Youtube, twitter, and reddit have obviously been in the news a lot recently, but every day business applications also seem to just keep getting worse. Got new PCs at work which means version updates, and pretty much everything we use (autocad, adobe acrobat, and ms office, mainly) all seem to run much slower, despite the computers having substantially higher specs. Love that I can't use any old versions or alternatives because they refuse to grant me admin access.

I love capitalist innovation! Why make things better when you could just make them worse and charge more?

  • FunkyStuff [he/him]
    ·
    1 year ago

    It's weird, because usually if you don't have to worry about performance, it's easier to make readable code. I think feature bloat correlates to Moore's Law though, because of the economic incentives to use more computing power for little reason. The spaghettification just follows because of rushing to implement all those features.

      • neo [he/him]
        ·
        1 year ago

        While this is extremely true and I think probably worth about 2/3s of the blame, I still think that there is a 1/3 blame on software engineers turning out to be second-rate (people pursuing the field just because it pays well attracts a lot of low-quality coders) AND our general unwillingness to unionize and push back against the managerial types to say that we practice a craft and it deserves to be done to a standard. We should be embarrassed.
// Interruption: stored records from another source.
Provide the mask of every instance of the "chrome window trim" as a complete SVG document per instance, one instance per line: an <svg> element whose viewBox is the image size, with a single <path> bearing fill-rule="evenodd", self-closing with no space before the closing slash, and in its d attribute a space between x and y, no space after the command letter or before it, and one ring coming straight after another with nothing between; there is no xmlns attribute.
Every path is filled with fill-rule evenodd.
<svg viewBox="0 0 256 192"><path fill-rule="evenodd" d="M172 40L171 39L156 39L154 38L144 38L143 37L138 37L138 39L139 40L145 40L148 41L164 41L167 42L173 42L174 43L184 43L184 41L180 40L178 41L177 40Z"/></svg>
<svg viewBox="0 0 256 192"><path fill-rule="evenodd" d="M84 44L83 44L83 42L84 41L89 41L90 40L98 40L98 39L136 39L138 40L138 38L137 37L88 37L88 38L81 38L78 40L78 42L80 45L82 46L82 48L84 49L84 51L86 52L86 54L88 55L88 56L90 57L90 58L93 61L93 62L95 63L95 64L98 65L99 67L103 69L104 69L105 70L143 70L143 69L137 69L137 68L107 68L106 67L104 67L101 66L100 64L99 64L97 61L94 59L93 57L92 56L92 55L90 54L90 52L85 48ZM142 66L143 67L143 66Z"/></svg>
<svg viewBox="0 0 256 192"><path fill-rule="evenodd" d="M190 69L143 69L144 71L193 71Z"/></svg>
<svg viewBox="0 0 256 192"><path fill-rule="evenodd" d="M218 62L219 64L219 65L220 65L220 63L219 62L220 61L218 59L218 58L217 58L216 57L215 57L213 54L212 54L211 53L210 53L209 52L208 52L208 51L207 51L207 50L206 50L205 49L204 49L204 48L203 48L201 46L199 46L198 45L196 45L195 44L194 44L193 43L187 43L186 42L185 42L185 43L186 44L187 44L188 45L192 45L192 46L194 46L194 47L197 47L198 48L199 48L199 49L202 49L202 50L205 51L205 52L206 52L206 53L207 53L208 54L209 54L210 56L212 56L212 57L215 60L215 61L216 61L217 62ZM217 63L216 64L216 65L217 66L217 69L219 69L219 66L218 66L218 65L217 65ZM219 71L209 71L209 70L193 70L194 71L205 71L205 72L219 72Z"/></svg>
        Of course a LOT of software devs are bazinga-brained shitheads. Or if they aren't then at least they hold the opinion that they're paid so well that they don't need to unionize or care about these other things. I have seen that opinion start to shift these past few years. Even software devs are beginning to form basic class conscious thoughts even though they haven't been able to act upon them. Quite a shift from even just five years ago.